An advanced and free society must safeguard and properly manage its heritage.

An advanced, cultured society with high levels of well-being cannot allow its cultural heritage to be absent from its daily life. Progress, to a certain extent, can be measured by the cultural level it has reached. This has led to a great social demand in developed countries for the use and enjoyment of cultural goods. This has become a demand on institutions, which has translated into the right of citizens to culture, as recognised in various constitutional texts. The latter has also led to an assessment of the risks posed by overcrowding and the positive and negative aspects of cultural tourism.

The historian, the archaeologist, the anthropologist, the bibliophile and the art historian have their social responsibility, since they must refund to society what they have come to understand and value after years of study and specialization. Naturally, to do so, they need the good work and partnership of those who hold responsibilities in the educational and cultural spheres.

The knowledge and evaluation of the heritage is the best guarantee for its protection and conservation and thus to bequeath it as the best gift of what we received from the generations that preceded us as the testimony and report of the meaning that the places and objects had for them.

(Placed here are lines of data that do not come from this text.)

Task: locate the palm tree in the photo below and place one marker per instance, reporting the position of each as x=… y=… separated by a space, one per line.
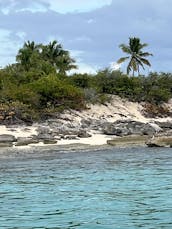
x=135 y=56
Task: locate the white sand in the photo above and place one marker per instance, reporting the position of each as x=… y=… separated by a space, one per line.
x=118 y=109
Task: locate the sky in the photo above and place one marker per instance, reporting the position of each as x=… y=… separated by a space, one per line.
x=91 y=30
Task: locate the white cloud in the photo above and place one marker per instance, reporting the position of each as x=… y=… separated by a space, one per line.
x=82 y=67
x=66 y=6
x=115 y=66
x=9 y=48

Finally, it is necessary to insist that the use and enjoyment of cultural heritage can and should be profitable from a management that implies its research, conservation and dissemination. The guidelines of UNESCO and other organisms insist on the knowledge, diffusion and sensitization around the cultural goods, proposing to the states programs of Education and information by means of courses, conferences and seminars in all the Degrees of the teaching, regulated and not regulated, in order to promote and to enhance the cultural value and educational of the same one.

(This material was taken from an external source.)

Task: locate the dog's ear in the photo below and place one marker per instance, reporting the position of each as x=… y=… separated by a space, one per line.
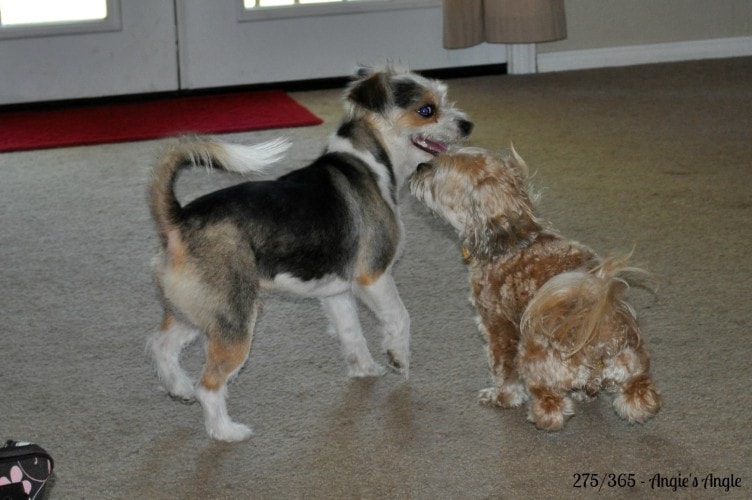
x=372 y=92
x=498 y=218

source Among the numerous texts issued by high institutions, we will highlight one of the 1985 Convention for the Safeguarding of the Architectural Heritage of Europe, which calls for "raising public awareness of the value of architectural heritage not only as an element of cultural identity, but also as a source of inspiration and creativity for present and future generations". As Leopoldo Alas, Clarín, said: "the first thing that is necessary to say what is new is to know well what is old".